Shack: What are your thoughts on developers selling actual downloadable content on Xbox Live versus keys that just unlock content that's already on the game disc?
Tomonobu Itagaki: I think both are equally valid approaches. I believe, of course, that downloading completely new content, for the price, should be the main way to go.
However, there are plenty of people out there, like me, who are older, don't have a lot of time on their hands, they want to see everything a game has to offer but they're not able to put all the time into it. So you're basically saying, "Well, instead of asking you to put X number of hours into a game to see this content, we're going to charge you."
I think that's a valid option for people that are older or don't have as much free time. This industry has been around for over 20 years, it's time that we accept that there are other types of gamers out there. We should be open to all the different possibilities.
When I like something, I say I like it. When I don't like something, I say I don't like it. So you'll know I'm speaking the truth when I say I like games like Ace Combat 6 for Xbox 360 from Namco. And I like unlocking new planes in that game, but I don't have time to jump through all the hoops and do everything that's required to unlock a game. So if they offer to allow me to unlock a game for however number of Microsoft Points, I would take that.

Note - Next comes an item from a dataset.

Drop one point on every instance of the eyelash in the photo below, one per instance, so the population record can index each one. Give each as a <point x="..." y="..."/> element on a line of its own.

Shack: What about when the content is on the disc but can only be accessed through an Xbox Live purchase, not through regular gameplay?
Tomonobu Itagaki: That's worse. That's awful. Games like that should cease to exist from this planet. Are there games like that?
Shack: Yes, many. Namco Bandai's Beautiful Katamari and Frontier Groove's Japanese-only fish tank simulator AquaZone, just to name a few.
Tomonobu Itagaki: That's not very beautiful, is it?
An Xbox 360 exclusive, Team Ninja's Ninja Gaiden II is slated for release sometime this year.